9 de junho de 2016
Sem ideias novas, não há inovação, apenas crise. Por isso, o movimento recente do varejo na criação de labs é extremamente positivo.
Vivemos mais um período de crise econômica. Na história brasileira, períodos de crescimento contínuo (como o da década passada) são raros, mas o fato é que ficamos mal acostumados. Depois de um período de expansão que parecia garantido, voltar à realidade de “vender o almoço para garantir o jantar” não é uma experiência agradável.
Existe, porém, um problema de percepção que faz com que as crises pareçam ser ainda piores do que são. A dinâmica do capitalismo praticamente garante a oferta ampla e irrestrita de crises, mas nós, em nosso otimismo, teimamos em achar que as vendas sempre crescerão e os lucros serão cada vez maiores. Em todas as crises econômicas, no Brasil e no mundo, um componente importante é a falta de visão de empresários e investidores, que esperam lucros crescentes quando o próprio sistema econômico caminha na direção contrária.
Lamento acabar com ilusões, mas em qualquer ramo de negócio a tendência é o lucro zero.
Isso quem explicou foi Karl Marx, lá nos idos de 1850. Para simplificar, o aumento da concorrência em qualquer ramo de atividade leva à criação de produtos cada vez mais parecidos, à comoditização da oferta e, assim, a uma pressão sobre as margens e à redução do lucro. Com a automação dos processos produtivos, a taxa geral de lucro tende a diminuir, uma vez que as margens brutas são maiores em setores onde existe mais mais-valia (a parte não paga dos salários dos trabalhadores). Sem lucro, há crise.
A saída para romper esse círculo foi dada por Joseph Schumpeter, há cerca de 100 anos. Em sua Teoria do Desenvolvimento Econômico, ele argumenta que a inovação é o motor do desenvolvimento dos negócios, uma vez que reorganiza as atividades produtivas e provoca a evolução do sistema econômico. Uma inovação pode ser uma nova característica em produtos existentes, uma nova forma de produção para os produtos atuais ou a abertura de novos mercados a partir de inovações disruptivas. Ao entrar em novos mercados (os “oceanos azuis”, para usar um termo mais recente), as empresas encontram amplas possibilidades de geração de receitas e lucros, que, com a entrada de novos players, se tornarão menores. Afinal, o bolo precisará ser dividido entre mais empresas.

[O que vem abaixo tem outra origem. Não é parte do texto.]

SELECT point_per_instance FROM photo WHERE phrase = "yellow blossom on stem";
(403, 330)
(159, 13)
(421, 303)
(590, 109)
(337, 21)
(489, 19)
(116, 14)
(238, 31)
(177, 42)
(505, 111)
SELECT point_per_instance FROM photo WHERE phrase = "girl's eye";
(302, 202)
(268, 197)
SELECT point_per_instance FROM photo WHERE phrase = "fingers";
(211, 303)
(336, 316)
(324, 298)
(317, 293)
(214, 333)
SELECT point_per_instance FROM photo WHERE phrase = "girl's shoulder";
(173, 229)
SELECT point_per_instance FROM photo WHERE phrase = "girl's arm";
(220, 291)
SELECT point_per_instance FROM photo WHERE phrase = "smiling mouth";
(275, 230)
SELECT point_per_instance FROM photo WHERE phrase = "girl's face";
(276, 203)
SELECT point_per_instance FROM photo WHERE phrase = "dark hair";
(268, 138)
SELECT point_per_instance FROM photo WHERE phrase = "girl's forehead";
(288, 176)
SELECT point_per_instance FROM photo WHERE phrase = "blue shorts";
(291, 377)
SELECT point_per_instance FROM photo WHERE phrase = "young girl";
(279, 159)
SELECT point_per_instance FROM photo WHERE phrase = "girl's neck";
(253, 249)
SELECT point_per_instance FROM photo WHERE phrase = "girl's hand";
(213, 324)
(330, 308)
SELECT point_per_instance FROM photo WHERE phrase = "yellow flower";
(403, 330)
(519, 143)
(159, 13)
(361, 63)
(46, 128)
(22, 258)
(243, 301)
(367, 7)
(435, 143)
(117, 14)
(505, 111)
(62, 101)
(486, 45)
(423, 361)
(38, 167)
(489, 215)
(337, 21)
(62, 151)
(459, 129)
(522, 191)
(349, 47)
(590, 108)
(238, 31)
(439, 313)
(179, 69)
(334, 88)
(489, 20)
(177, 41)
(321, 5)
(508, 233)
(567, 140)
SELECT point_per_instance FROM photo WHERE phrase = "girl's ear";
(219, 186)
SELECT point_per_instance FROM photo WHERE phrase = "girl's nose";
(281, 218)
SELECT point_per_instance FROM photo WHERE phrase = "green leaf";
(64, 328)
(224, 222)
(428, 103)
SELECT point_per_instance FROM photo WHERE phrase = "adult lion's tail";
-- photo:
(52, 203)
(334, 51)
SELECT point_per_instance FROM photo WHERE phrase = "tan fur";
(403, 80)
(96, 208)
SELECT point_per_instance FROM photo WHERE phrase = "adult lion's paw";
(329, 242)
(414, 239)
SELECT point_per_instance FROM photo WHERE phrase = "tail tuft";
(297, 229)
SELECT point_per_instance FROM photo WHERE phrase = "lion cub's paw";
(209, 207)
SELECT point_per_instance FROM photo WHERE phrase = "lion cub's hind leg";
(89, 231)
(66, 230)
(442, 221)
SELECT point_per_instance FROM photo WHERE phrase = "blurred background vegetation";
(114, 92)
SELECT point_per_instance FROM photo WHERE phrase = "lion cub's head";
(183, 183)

Entendendo essa dinâmica dos negócios, percebemos que o ciclo “inovação / lucros altos / aumento da concorrência / lucros declinantes / inovação” é contínuo e nunca encontra um ponto de equilíbrio. Determinados setores conseguem, por força de regulamentações, desacelerar esse processo, mas acabam sucumbindo (as operadoras de telecomunicações e os taxistas não nos deixam mentir). Outra forma de desacelerar esse ciclo é investir em eficiência, que permite, por algum tempo, extrair o máximo de cada processo de negócios, mas que se esgota mais cedo ou mais tarde.

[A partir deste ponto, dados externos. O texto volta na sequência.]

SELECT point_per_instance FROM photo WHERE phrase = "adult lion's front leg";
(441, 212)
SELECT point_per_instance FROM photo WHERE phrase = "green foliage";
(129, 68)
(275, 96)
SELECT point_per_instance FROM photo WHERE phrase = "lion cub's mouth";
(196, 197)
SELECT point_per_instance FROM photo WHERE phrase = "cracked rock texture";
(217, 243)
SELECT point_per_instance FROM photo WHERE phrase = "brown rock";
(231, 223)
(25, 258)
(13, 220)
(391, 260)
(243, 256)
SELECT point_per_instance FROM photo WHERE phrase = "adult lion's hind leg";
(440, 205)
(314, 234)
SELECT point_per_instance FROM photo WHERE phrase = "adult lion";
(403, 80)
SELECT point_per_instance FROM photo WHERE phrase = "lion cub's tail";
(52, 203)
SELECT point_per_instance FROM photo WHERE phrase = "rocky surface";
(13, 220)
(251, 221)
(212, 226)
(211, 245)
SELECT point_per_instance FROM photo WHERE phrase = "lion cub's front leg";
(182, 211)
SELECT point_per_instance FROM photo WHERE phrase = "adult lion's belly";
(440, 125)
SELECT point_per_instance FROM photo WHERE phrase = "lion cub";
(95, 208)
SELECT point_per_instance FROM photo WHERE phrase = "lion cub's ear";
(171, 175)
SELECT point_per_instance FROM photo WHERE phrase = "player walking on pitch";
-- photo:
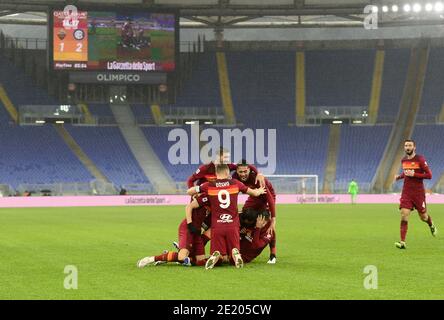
(415, 169)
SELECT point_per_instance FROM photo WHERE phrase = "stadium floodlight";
(304, 187)
(417, 7)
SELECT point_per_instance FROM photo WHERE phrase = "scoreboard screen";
(113, 41)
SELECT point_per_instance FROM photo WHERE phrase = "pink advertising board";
(156, 200)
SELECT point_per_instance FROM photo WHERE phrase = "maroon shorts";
(224, 240)
(413, 202)
(192, 242)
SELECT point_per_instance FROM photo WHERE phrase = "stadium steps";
(225, 90)
(300, 88)
(88, 116)
(404, 125)
(80, 154)
(143, 152)
(157, 114)
(375, 96)
(9, 106)
(332, 156)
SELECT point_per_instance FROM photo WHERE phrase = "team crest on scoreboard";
(61, 34)
(79, 34)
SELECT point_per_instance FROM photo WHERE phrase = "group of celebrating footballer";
(236, 237)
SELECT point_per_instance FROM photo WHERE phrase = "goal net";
(304, 187)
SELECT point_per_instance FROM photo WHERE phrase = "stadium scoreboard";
(123, 40)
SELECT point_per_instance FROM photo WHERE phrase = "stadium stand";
(393, 80)
(339, 78)
(263, 83)
(429, 143)
(107, 148)
(433, 94)
(36, 154)
(360, 152)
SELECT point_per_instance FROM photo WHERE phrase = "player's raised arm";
(427, 174)
(256, 192)
(399, 177)
(192, 191)
(199, 174)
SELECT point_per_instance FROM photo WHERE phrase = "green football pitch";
(322, 252)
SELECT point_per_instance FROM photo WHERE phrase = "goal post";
(305, 186)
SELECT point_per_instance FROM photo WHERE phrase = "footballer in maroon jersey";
(414, 170)
(254, 234)
(261, 203)
(207, 172)
(223, 197)
(191, 242)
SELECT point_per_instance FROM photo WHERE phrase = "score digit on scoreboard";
(70, 44)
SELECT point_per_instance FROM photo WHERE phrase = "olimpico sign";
(104, 77)
(117, 77)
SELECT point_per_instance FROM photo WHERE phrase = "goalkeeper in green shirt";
(353, 189)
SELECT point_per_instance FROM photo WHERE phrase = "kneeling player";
(223, 195)
(191, 242)
(262, 203)
(254, 233)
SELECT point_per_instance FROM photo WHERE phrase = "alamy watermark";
(371, 279)
(72, 278)
(198, 146)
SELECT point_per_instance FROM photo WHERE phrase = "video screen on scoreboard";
(114, 41)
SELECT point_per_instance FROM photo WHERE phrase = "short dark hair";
(222, 151)
(221, 168)
(248, 217)
(265, 213)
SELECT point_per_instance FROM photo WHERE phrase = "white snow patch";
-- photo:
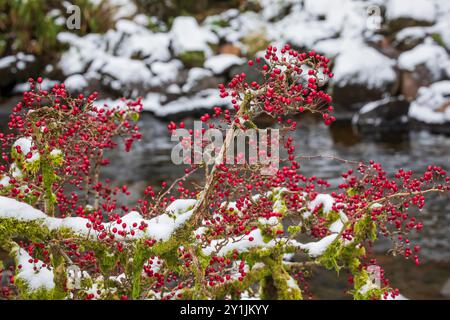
(222, 62)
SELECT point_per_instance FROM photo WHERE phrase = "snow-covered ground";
(175, 68)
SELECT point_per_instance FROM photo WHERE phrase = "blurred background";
(391, 88)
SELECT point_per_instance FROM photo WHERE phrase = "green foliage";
(193, 58)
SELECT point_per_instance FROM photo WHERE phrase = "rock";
(432, 106)
(362, 74)
(433, 59)
(388, 112)
(223, 62)
(192, 58)
(252, 72)
(410, 82)
(228, 48)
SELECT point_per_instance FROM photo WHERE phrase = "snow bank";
(433, 56)
(360, 64)
(420, 10)
(432, 105)
(204, 99)
(188, 36)
(159, 228)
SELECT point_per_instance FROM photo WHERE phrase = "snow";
(75, 82)
(195, 75)
(159, 228)
(204, 99)
(188, 36)
(10, 208)
(420, 10)
(323, 199)
(222, 62)
(165, 72)
(433, 56)
(361, 64)
(41, 278)
(428, 105)
(121, 8)
(317, 248)
(4, 181)
(126, 71)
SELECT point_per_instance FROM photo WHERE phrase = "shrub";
(232, 237)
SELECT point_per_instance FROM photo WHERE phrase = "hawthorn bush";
(72, 238)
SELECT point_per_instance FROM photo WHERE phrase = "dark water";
(149, 164)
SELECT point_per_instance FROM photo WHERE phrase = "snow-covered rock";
(430, 55)
(432, 105)
(387, 112)
(223, 62)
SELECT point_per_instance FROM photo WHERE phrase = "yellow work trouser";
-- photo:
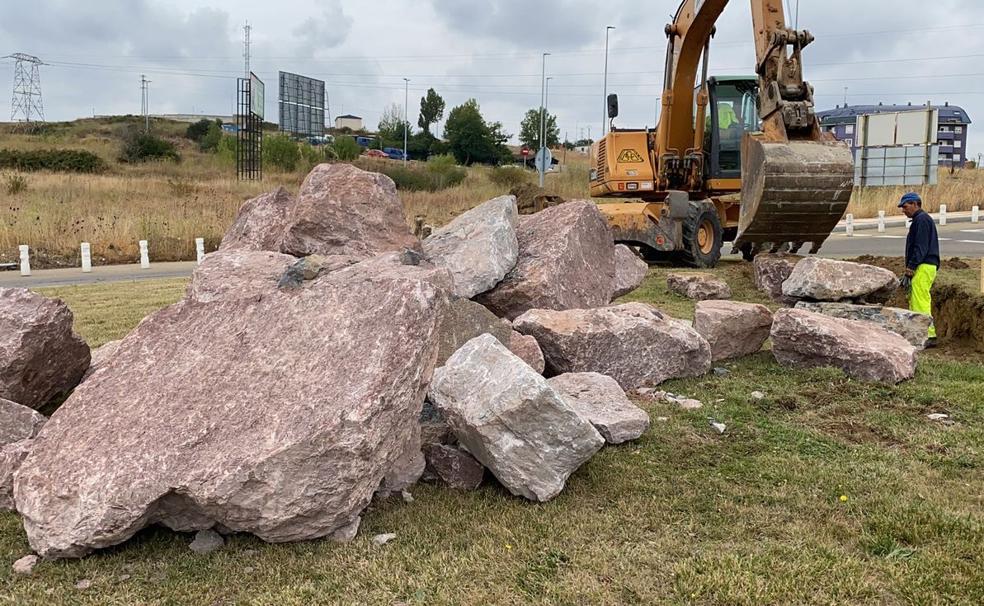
(919, 297)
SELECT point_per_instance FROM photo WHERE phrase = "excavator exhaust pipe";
(793, 192)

Dessa maneira, sempre existirá crise para alguém, em algum lugar, em algum momento. Ao mesmo tempo, existe alguém gerando inovações e criando formas de fazer negócios que rompem com os atuais paradigmas e geram mercados novos. Se crises são constantes, a busca pela inovação também deveria ser contínua. Por isso, o movimento recente do varejo na criação de labs que incorporam o jeito de pensar das startups de tecnologia é extremamente positivo, pois fomenta o germinar de novas ideias. E, sem ideias novas, não há inovação, apenas crise.
Em todo o mundo, empresários de todos os setores diariamente encaram uma escolha: permitir que a crise chegue ou se antecipar a ela, procurando inovação. Quem descansa sobre os louros será, mais adiante, engolido por alguém mais rápido e inovador. Na última década, os varejistas que não se preocuparam em aproveitar os bons ventos para incorporar tecnologia, entender melhor o comportamento dos clientes e extrair inteligência dos dados disponíveis são os que estão sentindo mais forte os efeitos do desaquecimento da economia. Isso vale para o Brasil, para os Estados Unidos e para todo lugar.

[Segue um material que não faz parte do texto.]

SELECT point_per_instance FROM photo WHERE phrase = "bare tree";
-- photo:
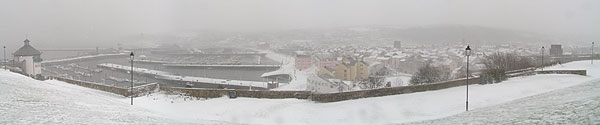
(374, 81)
(498, 63)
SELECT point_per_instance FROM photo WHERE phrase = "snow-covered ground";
(83, 57)
(169, 76)
(57, 97)
(27, 101)
(578, 104)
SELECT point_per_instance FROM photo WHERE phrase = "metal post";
(131, 90)
(468, 53)
(542, 65)
(4, 62)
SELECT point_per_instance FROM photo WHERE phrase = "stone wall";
(577, 72)
(334, 97)
(215, 93)
(138, 91)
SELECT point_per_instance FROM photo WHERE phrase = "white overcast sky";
(85, 22)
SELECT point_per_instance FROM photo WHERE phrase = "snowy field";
(578, 104)
(27, 101)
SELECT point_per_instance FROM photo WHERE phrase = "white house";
(28, 59)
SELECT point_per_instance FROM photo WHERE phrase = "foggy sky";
(77, 23)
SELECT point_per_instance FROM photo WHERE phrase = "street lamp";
(467, 53)
(4, 61)
(131, 89)
(542, 65)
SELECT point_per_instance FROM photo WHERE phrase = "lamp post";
(542, 65)
(131, 89)
(4, 61)
(467, 53)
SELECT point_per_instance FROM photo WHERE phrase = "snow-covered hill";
(24, 100)
(577, 105)
(27, 101)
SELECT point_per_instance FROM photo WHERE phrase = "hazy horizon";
(68, 23)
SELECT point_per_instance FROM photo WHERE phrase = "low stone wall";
(137, 91)
(215, 93)
(577, 72)
(334, 97)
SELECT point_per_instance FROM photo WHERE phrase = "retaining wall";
(334, 97)
(577, 72)
(215, 93)
(137, 91)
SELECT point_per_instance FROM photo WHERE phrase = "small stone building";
(28, 59)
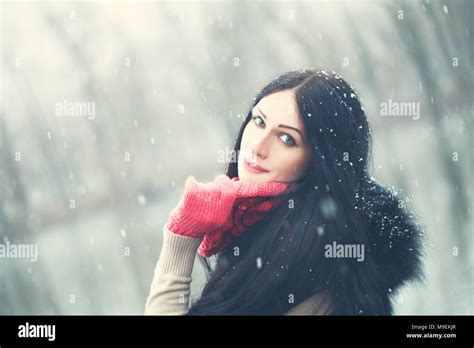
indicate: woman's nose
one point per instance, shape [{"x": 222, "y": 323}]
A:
[{"x": 260, "y": 147}]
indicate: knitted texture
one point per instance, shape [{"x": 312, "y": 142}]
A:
[
  {"x": 207, "y": 207},
  {"x": 246, "y": 214}
]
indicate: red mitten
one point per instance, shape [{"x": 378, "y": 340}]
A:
[
  {"x": 247, "y": 211},
  {"x": 206, "y": 207}
]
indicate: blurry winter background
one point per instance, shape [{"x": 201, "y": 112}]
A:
[{"x": 106, "y": 108}]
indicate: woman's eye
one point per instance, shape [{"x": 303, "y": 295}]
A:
[
  {"x": 258, "y": 117},
  {"x": 289, "y": 142}
]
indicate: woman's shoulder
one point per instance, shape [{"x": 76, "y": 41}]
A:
[{"x": 317, "y": 304}]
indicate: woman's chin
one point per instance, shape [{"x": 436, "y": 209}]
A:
[{"x": 254, "y": 177}]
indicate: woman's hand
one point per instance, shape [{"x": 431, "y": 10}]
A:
[{"x": 206, "y": 207}]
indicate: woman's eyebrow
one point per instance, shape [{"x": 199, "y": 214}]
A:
[{"x": 282, "y": 125}]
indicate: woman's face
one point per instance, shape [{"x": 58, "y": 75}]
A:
[{"x": 275, "y": 139}]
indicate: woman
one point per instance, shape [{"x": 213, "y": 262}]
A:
[{"x": 297, "y": 225}]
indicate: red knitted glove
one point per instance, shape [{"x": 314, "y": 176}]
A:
[
  {"x": 206, "y": 207},
  {"x": 216, "y": 241}
]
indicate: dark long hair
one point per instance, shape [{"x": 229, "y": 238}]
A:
[{"x": 280, "y": 261}]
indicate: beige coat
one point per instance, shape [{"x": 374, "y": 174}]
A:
[{"x": 170, "y": 289}]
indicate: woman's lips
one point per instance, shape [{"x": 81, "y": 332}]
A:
[{"x": 254, "y": 168}]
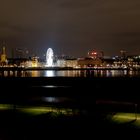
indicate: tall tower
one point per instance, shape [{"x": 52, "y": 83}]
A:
[{"x": 3, "y": 55}]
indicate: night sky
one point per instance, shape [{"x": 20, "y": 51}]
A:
[{"x": 70, "y": 27}]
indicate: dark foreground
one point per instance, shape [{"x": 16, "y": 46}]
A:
[{"x": 42, "y": 108}]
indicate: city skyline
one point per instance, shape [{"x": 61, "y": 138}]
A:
[{"x": 71, "y": 27}]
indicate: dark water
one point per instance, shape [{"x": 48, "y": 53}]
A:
[{"x": 73, "y": 73}]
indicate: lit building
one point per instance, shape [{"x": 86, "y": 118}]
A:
[{"x": 3, "y": 57}]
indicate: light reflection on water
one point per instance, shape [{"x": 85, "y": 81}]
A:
[{"x": 73, "y": 73}]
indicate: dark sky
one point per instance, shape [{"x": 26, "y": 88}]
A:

Uma lição que a atual crise deveria deixar: já comece a se preparar para a próxima crise, pois ela certamente virá. Entenda que as crises políticas e econômicas fazem parte da dinâmica do mercado e não procure desculpas externas para o desempenho de seus negócios. Faça a sua lição de casa. Busque inovação constantemente, ouça os clientes, esteja próximo deles, estimule a geração de ideias (e aceite que muitas delas não darão certo). Teste, erre, teste novamente, até acertar. Crie uma cultura corporativa que abrace tanto a crise quanto a inovação.
Quando encontrar o sucesso, não pare: continue buscando a inovação e tenha a coragem de mudar enquanto sua posição ainda é confortável. É melhor ser o líder e criar algo novo do que só pensar nisso quando foi atropelado pelos avanços do mercado. Então mexa-se!
Renato Müller é co-founder da Käfer Content Studio.